De aansluitklemmen kunnen gegroepeerd worden in een klemmenblok van voldoende mechanische sterkte. Deze klemmen dienen geschikt te zijn voor de verbinding zowel met massieve draden als met kabels.
Het dient op eenvoudige wijze mogelijk te zijn om de spanningsklemmen van de stroomklemmen los te schakelen.
De wijze van bevestiging van de geleiders aan de klemmen dient een voldoende en duurzaam contact te verzekeren, zodanig dat geen gevaar kan bestaan voor loslaten of ontoelaatbare verwarming. De gaten in het isolatiemateriaal die een verlenging van de gaten in de aansluitklemmen vormen dienen van voldoende afmetingen te zijn om de isolatie van de geleiders te kunnen omvatten.
De aansluitklemmen van de meter dienen een afzonderlijk deksel te bezitten, dat onafhankelijk van de meterkap kan worden verzegeld.
Dit klemmendeksel dient de volgende delen af te sluiten: de aansluitklemmen zelf, de klemschroeven en, zo gewenst, een voldoende lengte van de uitwendige geleiders en de isolatie daarvan.
Indien de meter gemonteerd is dienen de aansluitklemmen niet bereikbaar te zijn dan nadat de zegels van het klemmendeksel verbroken zijn.
Het telwerk mag zijn van het trommel- of wijzer-type.
Het dient te registreren in kWh of MWh.
Schalen of trommels die decimale onderdelen van de eenheid aangeven zullen in kleur moeten zijn uitgevoerd, of met een gekleurd kader zijn omgeven, terwijl de snelst bewegende onderverdeeld dient te zijn en genummerd.
Het telwerk dient in staat te zijn om, beginnend van nul, tenminste 2500 uren de energie te registreren die overeenkomt met maximum stroom bij nominale spanningen en een arbeidsfactor één.
De aanduidingen op het telwerk dienen onuitwisbaar en gemakkelijk leesbaar te zijn.
De rand van de rotor aan de zijde van een waarnemer, die de meter van voren beziet, dient te bewegen van links naar rechts.
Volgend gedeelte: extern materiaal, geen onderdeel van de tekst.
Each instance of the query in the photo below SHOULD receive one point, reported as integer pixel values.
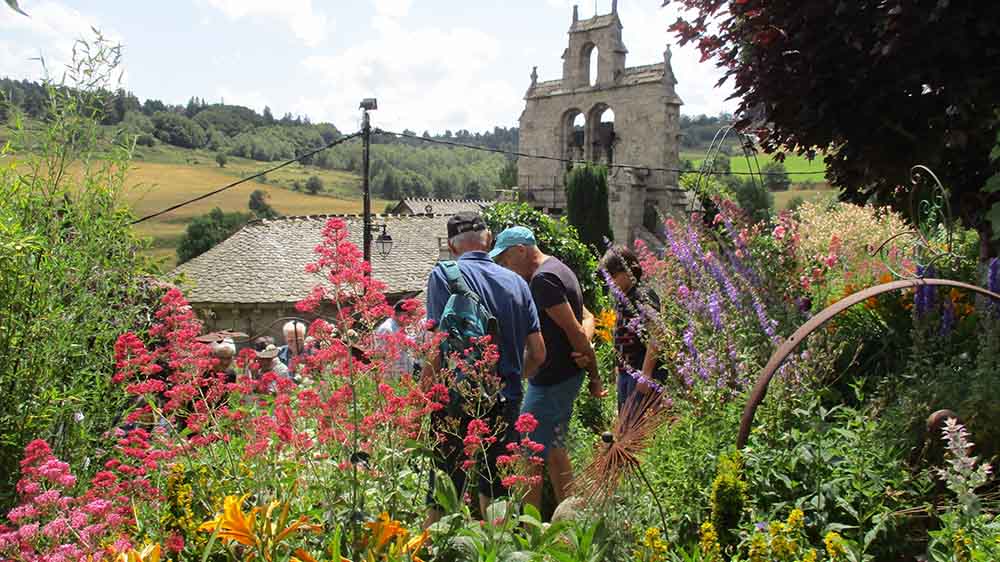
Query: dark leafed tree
(259, 206)
(879, 86)
(587, 204)
(776, 176)
(508, 174)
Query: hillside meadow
(153, 186)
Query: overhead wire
(298, 158)
(508, 153)
(571, 161)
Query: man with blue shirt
(566, 327)
(521, 347)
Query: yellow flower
(386, 529)
(709, 542)
(149, 553)
(834, 546)
(795, 519)
(604, 325)
(233, 524)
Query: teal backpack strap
(456, 281)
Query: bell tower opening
(602, 134)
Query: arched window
(603, 133)
(589, 57)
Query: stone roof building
(253, 279)
(418, 206)
(621, 115)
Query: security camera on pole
(367, 104)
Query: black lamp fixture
(384, 241)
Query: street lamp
(384, 241)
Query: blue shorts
(552, 406)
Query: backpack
(464, 318)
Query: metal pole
(366, 136)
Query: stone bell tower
(625, 117)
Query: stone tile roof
(596, 22)
(642, 74)
(264, 262)
(440, 206)
(636, 75)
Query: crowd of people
(542, 331)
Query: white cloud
(424, 79)
(49, 34)
(309, 25)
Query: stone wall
(646, 127)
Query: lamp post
(367, 104)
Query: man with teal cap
(567, 327)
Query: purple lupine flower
(923, 297)
(715, 309)
(689, 340)
(993, 284)
(947, 318)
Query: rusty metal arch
(793, 341)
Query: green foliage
(260, 207)
(70, 277)
(775, 176)
(729, 495)
(314, 185)
(208, 230)
(683, 460)
(555, 237)
(587, 204)
(834, 463)
(508, 174)
(175, 129)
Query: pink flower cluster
(51, 524)
(521, 464)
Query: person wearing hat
(269, 362)
(567, 327)
(521, 348)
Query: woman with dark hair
(638, 366)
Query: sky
(432, 64)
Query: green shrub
(587, 204)
(555, 237)
(729, 495)
(71, 275)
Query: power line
(568, 160)
(248, 178)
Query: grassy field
(153, 186)
(801, 170)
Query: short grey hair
(226, 347)
(297, 326)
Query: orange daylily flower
(303, 556)
(232, 523)
(386, 529)
(413, 545)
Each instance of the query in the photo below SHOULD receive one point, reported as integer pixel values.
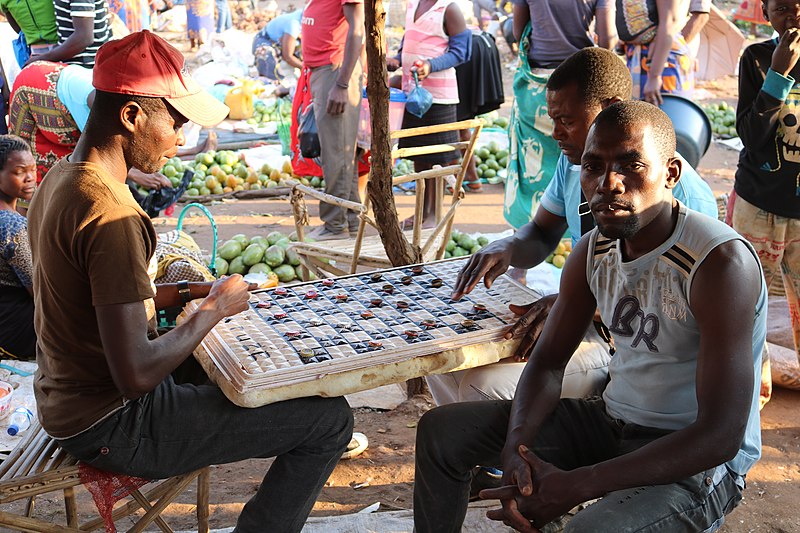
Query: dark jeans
(454, 438)
(179, 428)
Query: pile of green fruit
(173, 170)
(461, 244)
(723, 119)
(560, 254)
(259, 254)
(278, 111)
(494, 120)
(490, 159)
(225, 171)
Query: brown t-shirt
(91, 244)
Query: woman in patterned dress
(199, 21)
(17, 180)
(38, 115)
(658, 57)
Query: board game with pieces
(341, 335)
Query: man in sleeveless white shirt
(668, 445)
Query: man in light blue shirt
(275, 46)
(583, 85)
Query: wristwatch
(184, 292)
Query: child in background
(17, 180)
(766, 210)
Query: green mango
(466, 241)
(242, 238)
(285, 273)
(221, 266)
(274, 256)
(274, 237)
(261, 241)
(259, 268)
(252, 254)
(230, 250)
(292, 257)
(237, 266)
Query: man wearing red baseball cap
(106, 387)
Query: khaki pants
(337, 138)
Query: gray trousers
(337, 138)
(454, 438)
(179, 428)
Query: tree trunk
(398, 249)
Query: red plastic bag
(302, 99)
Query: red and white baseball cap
(144, 64)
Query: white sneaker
(357, 445)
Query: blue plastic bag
(419, 100)
(21, 50)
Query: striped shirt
(97, 9)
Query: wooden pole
(398, 250)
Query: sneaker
(321, 233)
(358, 443)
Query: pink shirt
(324, 32)
(425, 39)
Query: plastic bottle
(20, 420)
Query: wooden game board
(343, 335)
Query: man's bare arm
(139, 364)
(353, 46)
(725, 384)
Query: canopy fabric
(720, 45)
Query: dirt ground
(384, 472)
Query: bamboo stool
(39, 466)
(369, 252)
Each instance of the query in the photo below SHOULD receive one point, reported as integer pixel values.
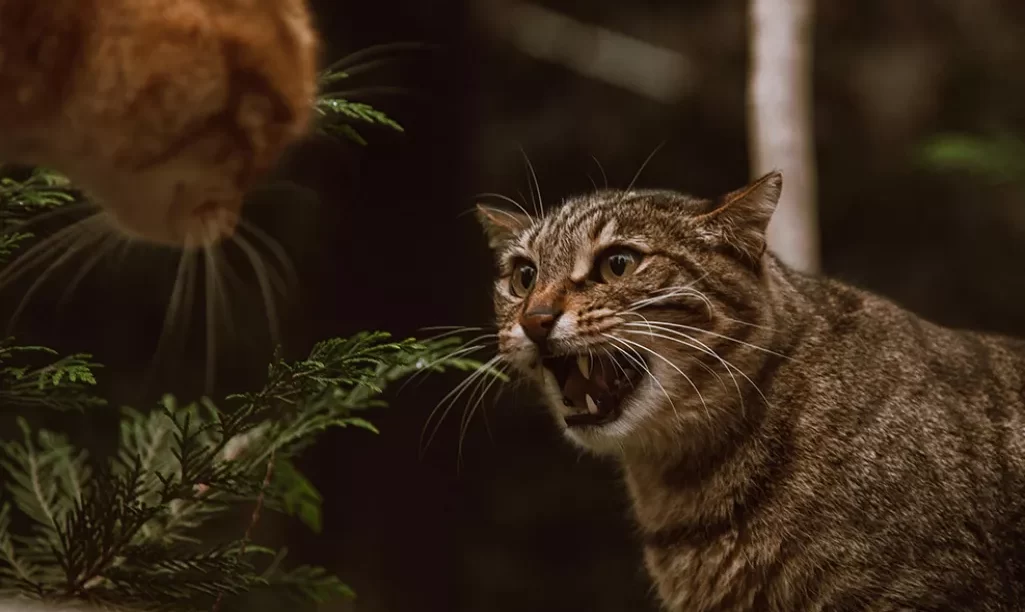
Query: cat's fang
(583, 362)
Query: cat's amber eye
(524, 275)
(617, 262)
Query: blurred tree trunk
(779, 102)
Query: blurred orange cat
(165, 112)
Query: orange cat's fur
(165, 111)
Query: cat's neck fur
(703, 482)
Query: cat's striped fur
(801, 444)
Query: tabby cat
(788, 443)
(166, 111)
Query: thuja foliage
(166, 520)
(339, 115)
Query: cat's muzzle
(595, 385)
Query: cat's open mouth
(595, 385)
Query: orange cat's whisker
(288, 277)
(80, 242)
(45, 248)
(186, 266)
(263, 279)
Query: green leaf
(999, 159)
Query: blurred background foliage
(918, 115)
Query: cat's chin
(591, 396)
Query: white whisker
(673, 366)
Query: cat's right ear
(501, 225)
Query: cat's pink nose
(537, 324)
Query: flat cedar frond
(337, 115)
(41, 191)
(42, 380)
(134, 528)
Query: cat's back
(908, 446)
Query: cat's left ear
(741, 217)
(501, 225)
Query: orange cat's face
(166, 112)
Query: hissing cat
(789, 443)
(166, 111)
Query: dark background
(381, 241)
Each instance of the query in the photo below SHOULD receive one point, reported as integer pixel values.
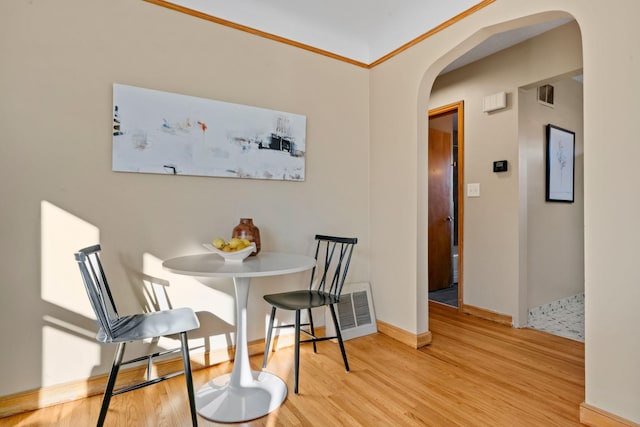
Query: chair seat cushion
(298, 300)
(151, 325)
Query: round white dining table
(244, 394)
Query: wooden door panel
(440, 210)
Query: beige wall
(59, 61)
(400, 91)
(555, 231)
(493, 223)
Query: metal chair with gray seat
(333, 256)
(113, 328)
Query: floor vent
(355, 312)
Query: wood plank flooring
(475, 373)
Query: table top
(263, 264)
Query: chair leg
(296, 364)
(108, 392)
(188, 377)
(268, 340)
(339, 336)
(313, 331)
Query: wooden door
(440, 210)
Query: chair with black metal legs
(333, 256)
(113, 328)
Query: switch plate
(473, 190)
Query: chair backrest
(95, 282)
(333, 255)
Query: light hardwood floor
(475, 373)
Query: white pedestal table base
(219, 401)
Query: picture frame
(560, 164)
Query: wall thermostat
(500, 166)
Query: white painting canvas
(168, 133)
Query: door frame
(457, 107)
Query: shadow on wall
(69, 327)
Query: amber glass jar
(246, 230)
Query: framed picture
(561, 147)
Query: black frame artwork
(561, 150)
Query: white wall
(400, 99)
(492, 222)
(59, 61)
(555, 231)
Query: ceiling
(359, 30)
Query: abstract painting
(561, 146)
(168, 133)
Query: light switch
(473, 190)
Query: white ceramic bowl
(237, 256)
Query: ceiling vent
(545, 95)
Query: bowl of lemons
(234, 250)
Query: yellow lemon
(234, 242)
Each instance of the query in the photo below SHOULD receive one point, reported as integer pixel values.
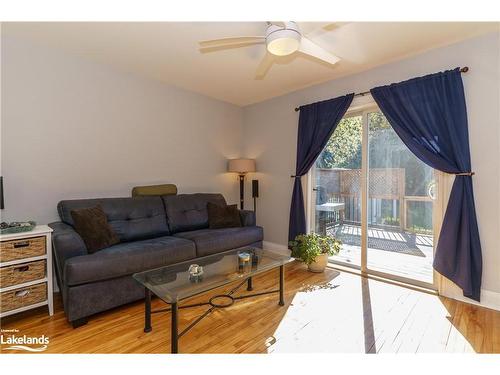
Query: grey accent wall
(72, 128)
(270, 131)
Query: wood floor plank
(335, 312)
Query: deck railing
(387, 205)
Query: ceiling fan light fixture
(283, 41)
(283, 46)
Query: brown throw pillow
(92, 225)
(223, 216)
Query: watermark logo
(15, 341)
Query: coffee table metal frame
(174, 306)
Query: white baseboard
(276, 247)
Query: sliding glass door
(372, 193)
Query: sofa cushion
(127, 258)
(211, 241)
(223, 216)
(130, 218)
(186, 212)
(92, 225)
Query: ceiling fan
(281, 39)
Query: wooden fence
(386, 192)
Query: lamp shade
(241, 165)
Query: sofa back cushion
(131, 218)
(187, 212)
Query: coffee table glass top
(173, 283)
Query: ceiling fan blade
(233, 40)
(264, 66)
(309, 48)
(314, 29)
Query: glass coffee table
(174, 283)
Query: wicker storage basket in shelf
(22, 273)
(22, 248)
(17, 298)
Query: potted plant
(314, 249)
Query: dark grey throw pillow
(223, 216)
(92, 225)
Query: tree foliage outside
(386, 150)
(343, 149)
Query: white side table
(26, 271)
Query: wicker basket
(17, 298)
(19, 229)
(21, 249)
(22, 273)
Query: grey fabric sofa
(153, 232)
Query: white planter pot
(319, 263)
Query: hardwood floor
(335, 312)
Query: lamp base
(242, 187)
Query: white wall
(270, 135)
(72, 128)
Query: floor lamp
(242, 167)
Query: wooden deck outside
(391, 251)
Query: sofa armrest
(247, 218)
(66, 243)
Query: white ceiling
(168, 51)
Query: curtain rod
(465, 69)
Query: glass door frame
(438, 208)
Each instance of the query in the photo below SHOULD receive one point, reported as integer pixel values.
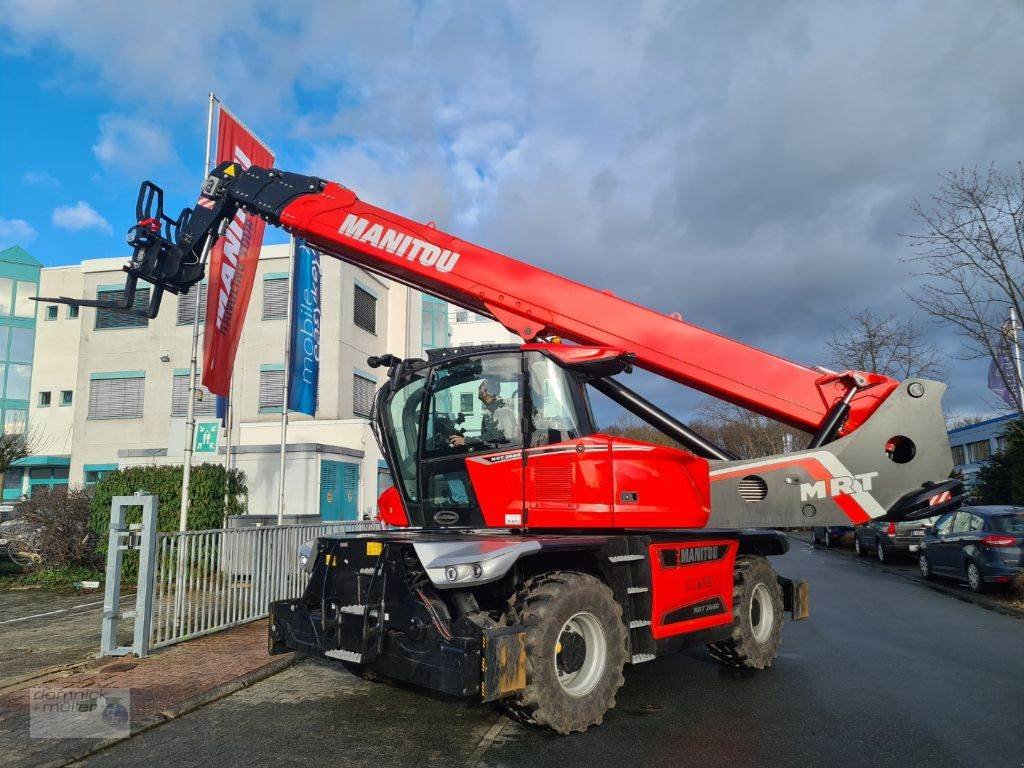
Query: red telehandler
(528, 556)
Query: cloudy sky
(750, 165)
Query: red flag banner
(232, 261)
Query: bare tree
(971, 251)
(886, 345)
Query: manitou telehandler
(528, 557)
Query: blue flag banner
(222, 410)
(303, 374)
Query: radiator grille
(553, 483)
(753, 488)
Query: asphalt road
(885, 673)
(41, 630)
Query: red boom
(529, 301)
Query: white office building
(112, 390)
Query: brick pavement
(161, 685)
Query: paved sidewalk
(163, 686)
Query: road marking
(59, 610)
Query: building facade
(112, 390)
(975, 442)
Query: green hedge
(206, 509)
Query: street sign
(206, 436)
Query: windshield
(1009, 523)
(403, 418)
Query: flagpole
(193, 363)
(288, 367)
(227, 445)
(1017, 360)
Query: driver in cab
(500, 423)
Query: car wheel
(974, 580)
(924, 566)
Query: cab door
(568, 471)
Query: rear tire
(925, 566)
(576, 650)
(974, 580)
(757, 611)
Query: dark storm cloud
(750, 165)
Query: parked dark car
(830, 536)
(887, 541)
(983, 545)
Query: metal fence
(205, 581)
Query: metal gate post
(146, 571)
(122, 539)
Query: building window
(24, 305)
(22, 341)
(365, 309)
(18, 377)
(14, 421)
(979, 451)
(363, 395)
(6, 293)
(96, 472)
(179, 398)
(186, 306)
(960, 459)
(107, 320)
(271, 390)
(274, 298)
(117, 395)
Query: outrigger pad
(503, 663)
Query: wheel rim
(581, 654)
(762, 613)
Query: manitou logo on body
(237, 240)
(398, 244)
(837, 486)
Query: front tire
(576, 650)
(757, 611)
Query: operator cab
(485, 436)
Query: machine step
(626, 558)
(344, 655)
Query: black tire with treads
(741, 649)
(543, 605)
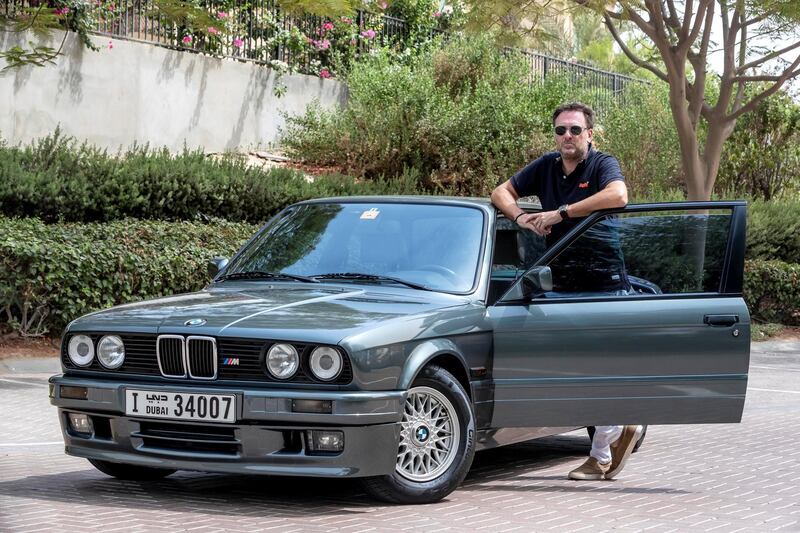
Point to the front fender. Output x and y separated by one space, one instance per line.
423 354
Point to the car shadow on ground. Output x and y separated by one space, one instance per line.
226 494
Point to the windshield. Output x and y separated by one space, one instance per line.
435 246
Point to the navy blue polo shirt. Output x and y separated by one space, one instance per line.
545 179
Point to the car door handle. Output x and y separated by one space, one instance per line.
720 320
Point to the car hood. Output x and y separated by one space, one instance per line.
283 312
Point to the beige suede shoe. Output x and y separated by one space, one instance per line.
592 470
621 449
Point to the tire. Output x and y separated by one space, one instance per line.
427 470
590 431
130 472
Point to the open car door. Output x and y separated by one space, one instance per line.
634 317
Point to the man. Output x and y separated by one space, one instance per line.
571 183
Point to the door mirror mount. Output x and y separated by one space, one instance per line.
534 282
216 265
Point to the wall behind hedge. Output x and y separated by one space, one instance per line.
59 180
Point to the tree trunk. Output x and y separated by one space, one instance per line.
693 168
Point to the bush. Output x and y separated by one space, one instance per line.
51 274
463 115
644 139
773 230
762 156
772 291
58 180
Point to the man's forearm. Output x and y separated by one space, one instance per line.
506 202
608 198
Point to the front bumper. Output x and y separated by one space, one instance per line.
267 437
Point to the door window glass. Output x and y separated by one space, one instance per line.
659 252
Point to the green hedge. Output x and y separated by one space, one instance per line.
772 291
58 180
773 230
51 274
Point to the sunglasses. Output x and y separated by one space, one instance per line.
574 130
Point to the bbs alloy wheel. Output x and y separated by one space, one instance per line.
437 442
429 435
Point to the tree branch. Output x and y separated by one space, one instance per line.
768 57
737 101
699 24
629 53
756 20
792 72
673 14
687 18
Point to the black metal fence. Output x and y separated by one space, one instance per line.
261 31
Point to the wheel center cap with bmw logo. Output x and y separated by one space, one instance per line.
421 434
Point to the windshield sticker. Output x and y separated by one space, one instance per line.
372 214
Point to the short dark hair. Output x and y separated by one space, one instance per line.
576 106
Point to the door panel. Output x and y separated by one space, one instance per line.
635 360
664 339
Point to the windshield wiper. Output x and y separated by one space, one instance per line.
257 274
370 277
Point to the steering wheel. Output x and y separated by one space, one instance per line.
444 271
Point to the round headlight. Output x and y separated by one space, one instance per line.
282 361
111 352
81 350
326 363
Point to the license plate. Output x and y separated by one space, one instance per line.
181 405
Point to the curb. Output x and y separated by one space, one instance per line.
30 365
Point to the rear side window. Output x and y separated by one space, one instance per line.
659 252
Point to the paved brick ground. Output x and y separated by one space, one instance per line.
726 478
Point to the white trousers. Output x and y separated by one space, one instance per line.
603 437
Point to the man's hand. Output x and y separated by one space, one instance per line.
539 223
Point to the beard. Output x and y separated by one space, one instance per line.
577 154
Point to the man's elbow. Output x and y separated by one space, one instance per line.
622 198
619 196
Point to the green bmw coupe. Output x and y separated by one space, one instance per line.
389 338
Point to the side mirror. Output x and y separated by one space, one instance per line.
534 282
216 265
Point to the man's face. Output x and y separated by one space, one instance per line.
573 147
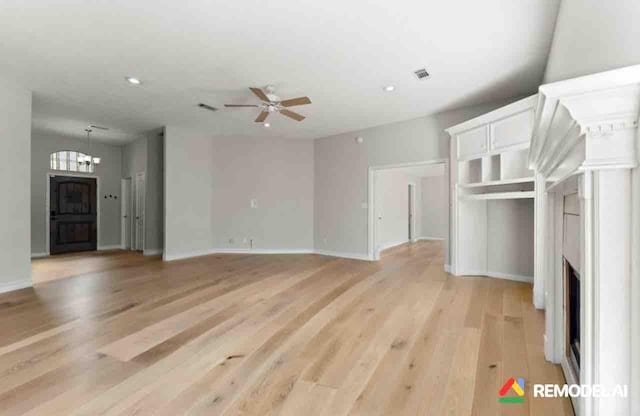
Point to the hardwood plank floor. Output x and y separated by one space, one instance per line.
268 335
De draairichting dient door een goed zichtbare, onuitwisbare pijl te zijn aangegeven.
De rand zowel als het bovenvlak van de schijf moet één zichtbaar merk dragen van voldoende absorberende kleur om het automatisch tellen van de omwentelingen mogelijk te maken. Andere merktekens mogen toegevoegd zijn voor stroboscopische of andere beproevingen, doch deze merktekens dienen zo geplaatst te zijn, dat deze het gebruik van het voornaamste merk voor foto-elektrische telling van het aantal omwentelingen niet bemoeilijken.
Spanningscircuits. Het verlies in ieder spanningscircuit van een meter bij zijn nominale spanning(en) en bij nominale frequentie mag de volgende waarden niet te boven gaan:
tot 250 V nominale spanning = 2W en 8 VA;
boven 250 V tot 300 V nominale spanning = een toename van 0,02 W en 0,08 VA per V boven 250 V;
boven 300 V tot 600 V nominale spanning = een toename van 0,01 W en 0,04 VA per V boven 300 V.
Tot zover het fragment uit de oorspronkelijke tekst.